X_train_poly = poly_features.fit_transform(X_train)
# fit the transformed features to Linear Regression
poly_model = LinearRegression()
poly_model.fit(X_train_poly, y_train)
# predicting on test data-set
y_test_predict = poly_model.predict(poly_features.fit_transform(X_test))
# Plotting the regression
new_x, new_y = zip(*sorted(zip(X_test, y_test_predict)))
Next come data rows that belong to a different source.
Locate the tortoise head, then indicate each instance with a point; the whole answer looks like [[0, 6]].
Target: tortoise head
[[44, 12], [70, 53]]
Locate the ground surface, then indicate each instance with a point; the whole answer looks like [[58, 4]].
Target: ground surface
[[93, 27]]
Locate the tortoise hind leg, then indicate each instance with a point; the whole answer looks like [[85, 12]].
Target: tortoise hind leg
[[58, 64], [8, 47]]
plt.plot(new_x, new_y, label="Degree = " + str(degree))
plt.xlabel(feature)
plt.ylabel("Happiness Score")
plt.legend()
plt.show()
plt.close()
These plots can show us how adjusted are the regressions with the data using only an indicator each time. Now we will try to use all the columns to predict the happiness score, but if we want to plot the regression result line we will need to perform a PCA to the data.
Applying PCA to our data we will obtain a single “feature” that will allow us to represent all the attribute columns in a single axis.
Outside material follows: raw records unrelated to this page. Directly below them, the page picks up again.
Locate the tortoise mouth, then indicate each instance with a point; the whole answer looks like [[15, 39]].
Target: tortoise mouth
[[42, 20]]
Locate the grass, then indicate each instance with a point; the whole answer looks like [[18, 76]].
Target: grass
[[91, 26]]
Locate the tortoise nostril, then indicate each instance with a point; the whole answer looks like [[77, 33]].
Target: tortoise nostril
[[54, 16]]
from sklearn.preprocessing import StandardScaler
from sklearn.decomposition import PCA
# First we prepare the data to use a model
reg_data = data.drop(["Country Name"], axis=1)
y = reg_data["Happiness Score"]
X = reg_data.drop(["Happiness Score"], axis=1)
# Normalisation and PCA
X_norm = StandardScaler().fit_transform(X)
pca = PCA(n_components=1)
X_pca = pca.fit_transform(X_norm)
X_train, X_test, y_train, y_test = train_test_split(X_pca, y, test_size=0.33, random_state=42)
plt.scatter(X_pca, y)
degrees = [1,2,3,4]
for degree in degrees:
poly_features = PolynomialFeatures(degree=degree)
# transforms the existing features to higher degree features.
X_train_poly = poly_features.fit_transform(X_train)
# fit the transformed features to Linear Regression
poly_model = LinearRegression()
poly_model.fit(X_train_poly, y_train)
# predicting on test data-set
y_test_predict = poly_model.predict(poly_features.fit_transform(X_test))
# Plotting the regression
new_x, new_y = zip(*sorted(zip(X_test, y_test_predict)))
plt.plot(new_x, new_y, label="Degree = " + str(degree))
plt.xlabel("Principal Component")
plt.ylabel("Happiness Score")
plt.legend()
plt.show()
plt.close()
6. Model Evaluation¶
To evaluate our Regression models we will calculate 2 metrics: the Rsquare and the RMSE.
6.1. Rsquare¶
The Rsquare is the proportion of the variance in the dependent variable that is predictable from the independent variable. Basically it says how good the regression function is fitting the data. The value goes between 0 and 1, being 1 the best value and 0 the worst.
6.2. RMSE¶
RMSE is the standard deviation of the residuals (prediction errors). Residuals are a measure of how far from the regression line data points are; RMSE is a measure of how spread out these residuals are. In other words, it tells you how concentrated the data is around the line of best fit.
# evaluating the model on test dataset
rmse_test = np.sqrt(mean_squared_error(y_test, y_test_predict))
r2_test = r2_score(y_test, y_test_predict)
print("RMSE test (PCA): " + str(rmse_test))
print("R2square test (PCA): " + str(r2_test))
Talking about the performance of the regression models, the R-square of the showed models keeps around a 0.7 value. By looking at the distribution of the data on the previous charts, it can be observed that the regression functions are fitting the data properly.
There are difficult data distributions for a regression model to fit, as for example the one observed in the PCA chart. The more high the degree of the regression polynomial, the better fitted the data. Nonetheless, the increase of the degree of the model can cause overfitting, so this is an aspect that has to be treated carefully to build a correct regression model.
7. Conclusions¶
The conclusions extracted in this post can be summarized:
- The number of Internet users is very correlated with the wealth of a country, and therefore with the happiness.
- The happiness score is highly correlated with the richness (GDP per capita) of a country.
- The poorer countries have a high infant mortality rate, fact that causes a decrease in the happiness.
- The regression functions are fitting properly the distribution of the data.
- Increasing the degree of the polynomial function can cause better results, but also the appearance of overfitting.